Research suggests that all too often informal carers' voices are not heard and their needs are not met.  In order to work towards changing this to ensure carers are given the support they need it is important we understand their caring experiences and associated support needs.


I’ve been a mental health nurse for 30 years and have worked in various fields of psychiatry, specialising in suicide and self-harm over the last 14 years. I work across adult and older adult age groups delivering training, supporting individuals and teams with complex cases involving suicide risk, supporting research and quality improvement work and leading on the Trust suicide prevention strategy. Clinically I work in psychiatric liaison, specifically with people who present to the Emergency Department with mental health needs (this is predominantly self-harm and suicidality).



My research seeks to know and understand the experiences and support needs of adults who provide unpaid informal care to another adult (family member, friend, significant other) whom they consider to be at risk of suicide. It is the carers perspective of suicide risk that is important here, and the carers experience of caring.

It is estimated that 10% (5.5 million) of the adult population in England has a caring role and that 1.5 million informal carers in the wider UK care for a person with a mental health condition. Whilst suicidality may not be a primary problem for all those who care for someone with mental health issues, it will be a concern for many. In the NHS Long Term Plan it is recognised that carers have a vital role in patient care and commitment to improving identification of and support for carers is stressed.

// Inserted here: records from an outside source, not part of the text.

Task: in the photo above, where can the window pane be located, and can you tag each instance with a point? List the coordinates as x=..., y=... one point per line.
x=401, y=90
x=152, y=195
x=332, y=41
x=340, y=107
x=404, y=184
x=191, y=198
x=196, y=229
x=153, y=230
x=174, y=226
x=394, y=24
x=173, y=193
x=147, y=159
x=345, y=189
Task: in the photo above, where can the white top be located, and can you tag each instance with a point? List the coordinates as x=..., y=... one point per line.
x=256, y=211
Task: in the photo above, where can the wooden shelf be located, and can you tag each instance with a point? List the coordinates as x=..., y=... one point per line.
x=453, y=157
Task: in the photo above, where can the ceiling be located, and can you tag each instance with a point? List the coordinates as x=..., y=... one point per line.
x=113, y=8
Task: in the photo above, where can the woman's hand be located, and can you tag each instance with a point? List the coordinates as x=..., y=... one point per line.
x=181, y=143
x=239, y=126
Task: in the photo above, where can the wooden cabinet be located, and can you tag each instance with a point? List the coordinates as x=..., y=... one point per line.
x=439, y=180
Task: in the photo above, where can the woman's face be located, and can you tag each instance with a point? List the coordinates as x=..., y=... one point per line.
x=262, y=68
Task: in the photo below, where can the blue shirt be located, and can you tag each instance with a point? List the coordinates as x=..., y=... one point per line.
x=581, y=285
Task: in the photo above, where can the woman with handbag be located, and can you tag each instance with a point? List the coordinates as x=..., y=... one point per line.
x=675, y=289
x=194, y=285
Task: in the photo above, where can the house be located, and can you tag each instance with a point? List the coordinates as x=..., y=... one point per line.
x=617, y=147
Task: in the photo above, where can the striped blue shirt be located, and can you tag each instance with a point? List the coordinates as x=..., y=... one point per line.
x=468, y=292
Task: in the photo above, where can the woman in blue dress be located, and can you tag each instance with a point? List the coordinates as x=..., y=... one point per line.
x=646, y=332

Existing research indicates a widespread lack of support and education for carers of people at risk of suicide. However, this research is predominantly made up of small qualitative studies, which cannot be generalised to populations beyond those studied. Furthermore, because some of this research involved participants who were bereaved by suicide, it may involve hindsight bias, particularly where the research was carried out a number of years after the bereavement occurred.  

Professional Doctorate in Nursing

I found out about the professional Doctorate in Nursing through word of mouth via my Trust. I then had an informal conversation with the course director and took it from there.

I was attracted to the part time nature of the programme, the Saturday teaching arrangement and the anticipation of being able to revisit the essence of nursing in the taught component of the programme. I enjoy the learning, the thinking, the discourse, being with my peers and tutors and the challenge of studying a higher degree. The challenge, however, can at times be overwhelming as I am doing the doctorate on top of a full time job, which is a senior and strategic role and it can therefore be difficult to fit everything in.

Although I started out with less confidence and a big bout of imposter syndrome I adapted to the DNURs student role relatively easily because of the support of my doctoral cohort; I cannot emphasise enough how fundamental this has been to making the experience as fulfilling as it has been.

Future plans

I will use my research to inform my practice with carers and my teaching of clinical staff and students. In addition, I hope to focus my post doctorate studies on developing and testing interventions for carers and will use the outcomes of my doctorate to contribute to this endeavour.